Irma Salo Jæger (b. 1928) is represented with an exhibition of seven monumental works from the collection in 'Tårnsalen' at KODE 4 this spring – five of them purchased last year.
“Colour is such a natural presence everywhere that we barely notice it. Which is why it’s important that someone looks after it, takes care of it. That too is one of the painter’s most essential tasks.” Irma Salo Jæger
The Finnish-Norwegian artist Irma Salo Jæger has been a central figure on the Norwegian art scene for more than sixty years, and the exhibition at KODE presents a selection of her works from the late 1960s through to the early 2000s.

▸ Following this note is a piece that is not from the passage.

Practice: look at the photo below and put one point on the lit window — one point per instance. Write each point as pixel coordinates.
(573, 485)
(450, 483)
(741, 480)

Jæger began her artistic career around 1960 with abstract compositions in earthy colours. After several years, her clearly defined compositions began to evolve in a more expressive direction, with the soft tones giving way to a more intense, luminous, spectral palette. This bold approach to colour earned Jæger a prominent place among Norwegian artists.
Jæger first studied art history in her native Finland before moving to Norway to train as a painter. Through her artistic work, she has become involved in environmental issues and carried out a number of public commissions, such as decorations for Bøler metro station in Oslo.
One of her works in the KODE collection is … at lukten av den kunne kjennes gjennom nesen … (… that the smell of it could be sensed with the nose …) (1968). With its impulsive white brushwork and grouped colour fields, this painting – like several others of the period – illustrates Jæger’s fascination with light, space and movement, an interest inspired by op art, the movement that explored the artistic potential of optical illusions. The sensuality of these works is rendered more concrete through the addition of poetic titles.
Retaining the spectral palette, Jæger developed her compositions by adopting cleaner, more architectural structures. Also on show is Utkast til et verdensflagg (Design for a World Flag) (1972). With its large colour fields made from pieces of felt sewn together, this work will be on display for the first time since its debut in 1972. Playing on the idea that the nations of the world should have a collective flag, the work was inspired by the UN’s Universal Declaration of Human Rights: “All human beings are born free and equal in dignity and rights […] and should act towards one another in a spirit of brotherhood” – a theme Jæger addressed in a series of paintings from this period.